Updated

The United States will not be dealing with the usual vociferous denunciations by Latin American leaders of its isolation of Cuba at this year’s Summit of the Americas, scheduled to begin Friday in Panama.

It is the first time that Cuba will be at the summit, which is sponsored by the Organization of American States. Cuba had been shut out of previous summits. Many Latin American countries had said they would boycott the summit if Cuba continued to be banned from it.

But White House officials said in a telephonic press briefing Tuesday that this time, they expect a source of contention at the hemispheric gathering to be the U.S. sanctions against Venezuela.

“Venezuela is certain to be on the agenda,” said deputy national security adviser Ben Rhodes, who played a key role in brokering the U.S.-Cuba deal on restoring diplomatic relations. “We certainly would expect the Venezuelan government to express its opposition to certain U.S. policies.”

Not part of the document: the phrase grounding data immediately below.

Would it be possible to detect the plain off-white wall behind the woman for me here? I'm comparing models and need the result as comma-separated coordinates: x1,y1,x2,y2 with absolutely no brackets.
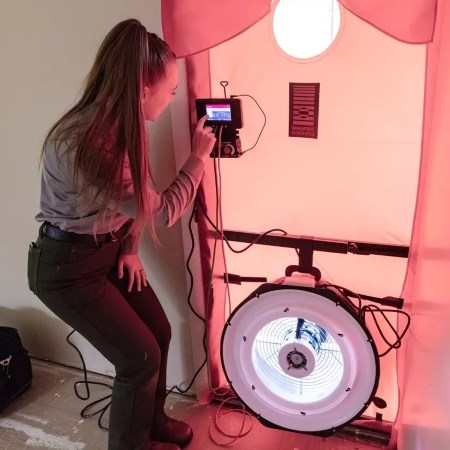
0,0,193,385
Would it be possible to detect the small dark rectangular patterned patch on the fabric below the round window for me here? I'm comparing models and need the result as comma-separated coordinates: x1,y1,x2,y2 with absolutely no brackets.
289,83,320,139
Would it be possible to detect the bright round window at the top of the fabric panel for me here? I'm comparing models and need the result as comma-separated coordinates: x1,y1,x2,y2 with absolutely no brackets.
273,0,341,59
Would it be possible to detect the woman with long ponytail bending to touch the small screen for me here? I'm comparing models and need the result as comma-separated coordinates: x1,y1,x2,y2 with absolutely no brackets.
28,19,216,450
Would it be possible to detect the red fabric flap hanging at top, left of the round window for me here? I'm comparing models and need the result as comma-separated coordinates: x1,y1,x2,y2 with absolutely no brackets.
161,0,272,58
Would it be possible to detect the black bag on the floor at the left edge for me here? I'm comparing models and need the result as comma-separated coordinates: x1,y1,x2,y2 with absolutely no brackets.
0,327,33,411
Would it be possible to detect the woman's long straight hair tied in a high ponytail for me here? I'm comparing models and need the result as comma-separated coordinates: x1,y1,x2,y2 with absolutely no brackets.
42,19,176,237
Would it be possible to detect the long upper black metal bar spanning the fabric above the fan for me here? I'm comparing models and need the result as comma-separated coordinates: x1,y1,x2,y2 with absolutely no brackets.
223,230,409,258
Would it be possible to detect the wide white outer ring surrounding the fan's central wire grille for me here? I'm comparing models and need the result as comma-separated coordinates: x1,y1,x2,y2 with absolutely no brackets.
222,285,379,433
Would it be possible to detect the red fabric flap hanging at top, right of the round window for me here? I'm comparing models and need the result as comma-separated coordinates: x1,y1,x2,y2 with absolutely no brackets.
339,0,437,44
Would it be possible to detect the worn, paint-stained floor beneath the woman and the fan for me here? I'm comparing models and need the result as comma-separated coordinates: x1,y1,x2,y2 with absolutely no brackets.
0,360,385,450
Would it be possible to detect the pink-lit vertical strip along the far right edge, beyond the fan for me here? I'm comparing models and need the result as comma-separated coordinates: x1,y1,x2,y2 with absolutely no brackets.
396,1,450,450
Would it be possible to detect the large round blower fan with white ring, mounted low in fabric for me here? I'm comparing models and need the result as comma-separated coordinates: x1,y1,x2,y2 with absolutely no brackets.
221,283,379,436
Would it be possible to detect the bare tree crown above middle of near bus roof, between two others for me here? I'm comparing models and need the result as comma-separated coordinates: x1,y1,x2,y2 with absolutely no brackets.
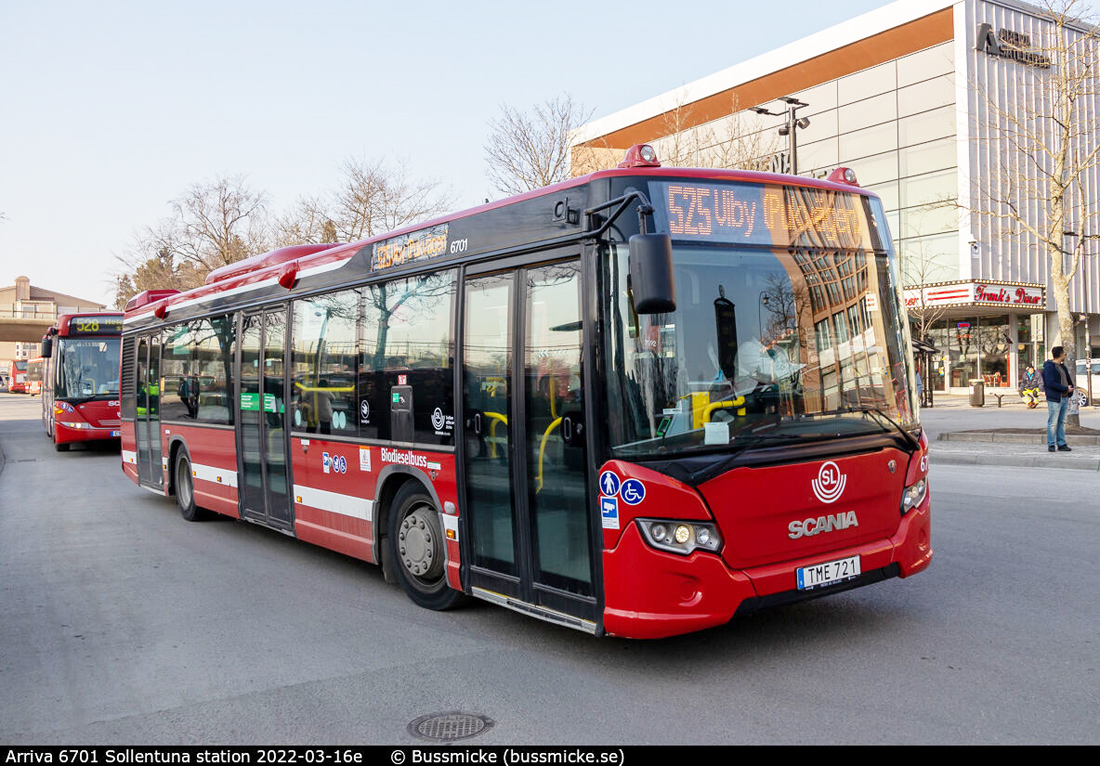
275,158,452,244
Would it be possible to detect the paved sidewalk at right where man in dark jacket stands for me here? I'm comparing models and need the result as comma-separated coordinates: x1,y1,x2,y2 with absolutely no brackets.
921,394,1100,471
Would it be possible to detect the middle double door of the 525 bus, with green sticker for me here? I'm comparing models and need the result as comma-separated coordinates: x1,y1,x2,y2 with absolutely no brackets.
237,306,292,529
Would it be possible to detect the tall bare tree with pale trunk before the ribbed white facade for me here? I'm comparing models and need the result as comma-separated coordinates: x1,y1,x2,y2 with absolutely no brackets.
971,0,1100,362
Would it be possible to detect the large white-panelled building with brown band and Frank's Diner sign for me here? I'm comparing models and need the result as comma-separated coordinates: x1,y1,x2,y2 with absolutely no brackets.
573,0,1100,393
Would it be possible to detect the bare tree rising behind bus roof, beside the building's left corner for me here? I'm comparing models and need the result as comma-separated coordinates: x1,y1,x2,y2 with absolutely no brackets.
485,94,594,195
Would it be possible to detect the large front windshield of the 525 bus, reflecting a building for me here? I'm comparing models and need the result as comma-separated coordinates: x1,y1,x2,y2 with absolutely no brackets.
604,237,917,458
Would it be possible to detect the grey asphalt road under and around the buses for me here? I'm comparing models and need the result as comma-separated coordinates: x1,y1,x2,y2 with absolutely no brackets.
0,394,1100,745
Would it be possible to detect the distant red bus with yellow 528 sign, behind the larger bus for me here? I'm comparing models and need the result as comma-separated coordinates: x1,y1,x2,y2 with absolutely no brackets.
42,311,122,452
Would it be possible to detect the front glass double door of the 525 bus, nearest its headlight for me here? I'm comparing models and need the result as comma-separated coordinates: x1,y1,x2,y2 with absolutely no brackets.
462,260,597,627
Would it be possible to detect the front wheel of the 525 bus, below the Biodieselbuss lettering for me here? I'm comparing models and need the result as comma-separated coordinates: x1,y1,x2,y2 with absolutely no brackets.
389,482,462,612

Early last month, President Barack Obama signed an executive order declaring a "national emergency" in response to the "unusual and extraordinary threat to the national security and foreign policy of the United States posed by" leftist-led Venezuela. The order also imposed sanctions on several Venezuelan officials, further damaging already strained ties between the two countries.

Venezuelan President Nicolás Maduro, a protégé of the late Venezuelan leader Hugo Chávez, has made it his goal at the summit in Panama to force the U.S. to repeal the sanctions it levied on Caracas last month, and in doing so turned a once drill diplomatic meeting into the hemisphere’s hottest ticket.

The language of a ‘"national emergency" is something that Maduro has seized upon and he is using the sanctions to cast the U.S. in an us vs. them-light in order to allow him to try to gain support from sympathetic governments throughout the region.

"The summit looked like it was going to be so calm that there were even [countries] talking about skipping it due to lack of interest," Javier Loaiza, an international analyst and author based in Colombia, told The Miami Herald. "But now, as they say at bullfights, we’re going to be renting balconies. This is going to be interesting."

Rhodes said that the sanctions were not against the Venezuelan government, but against particular people.

“The wording [in the sanctions executive order] is completely pro forma,” Rhodes said. “It is the wording we use in executive orders around the world. The executive order was in response to congressional legislation. It was not aimed at targeting the government of Venezuela broadly. It was focused on a number of individuals who had been determined to be associated with human rights violations.”

Ricardo Zuniga, Senior Director for Western Hemisphere Affairs, told reporters on the phone briefing that it’s not just the United States that is troubled by human rights violations under the Maduro administration.

“The situation inside Venezuela is clearly a matter of concern to its neighbors,” said Zuniga, who with Rhodes worked out the U.S.-Cuba deal to restore relations. “There’s great concern about the economic crisis inside Venezuela…a number of governments have expressed concern about the arrest of elected leaders” in Venezuela.

Venezuela is dealing with massive food shortages, soaring inflations and widespread unrest.